3 Data Structures

3.1 Table Relationships

This database contains several tables. The ERD for dive (Figure 1) shows the logical structure2 of the database and it's entities (each entity is implemented as a database table) and relationships between these tables and tables in other databases. This schema is valid regardless of the database system chosen, and it can remain correct even if the Database Management System (DBMS) is changed. Each table represents an object, event, or concept in the real world that is selected to be represented in the database. Each attribute of a table is a defining property or quality of the table. All of the table's attributes are shown in the ERD. The underlined attributes represent the table's primary key3.

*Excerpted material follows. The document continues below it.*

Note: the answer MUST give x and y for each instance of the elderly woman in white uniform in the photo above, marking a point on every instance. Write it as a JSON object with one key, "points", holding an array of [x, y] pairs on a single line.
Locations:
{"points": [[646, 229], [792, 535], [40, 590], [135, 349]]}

Note that Figure 1 shows the main tables only. Note that most tables contain foreign keys 4. These foreign keys define the relationships between the tables in dive.

The dive database is implemented as a relational database; i.e., each table is a special case of the mathematical construct known as a relation and hence elementary relation theory is used to deal with the data within tables and the relationships between them. There are three types of relationships possible between tables, but only one exists in dive: one-to-many5. These relationships can be seen in ERDs by connecting a single line (indicating "many") from the child table; e.g., catch, to the parent table; e.g., t_lgth, to the parent table; e.g., t_dive, with an arrowhead (indicating "one") pointing to the parent. For example, consider the relationship between the tables t_dive (the parent table) and t_lgth (the child table). Any one dive in t_dive can have one or more length records in t_lgth, but any one length record can only come from one dive. Note that the word "many" applies to the possible number of records another is associated with. For a given instance, there might be zero, one, two, or more associated records, but if it is ever possible to have more than one, we use the word "many" to describe the association.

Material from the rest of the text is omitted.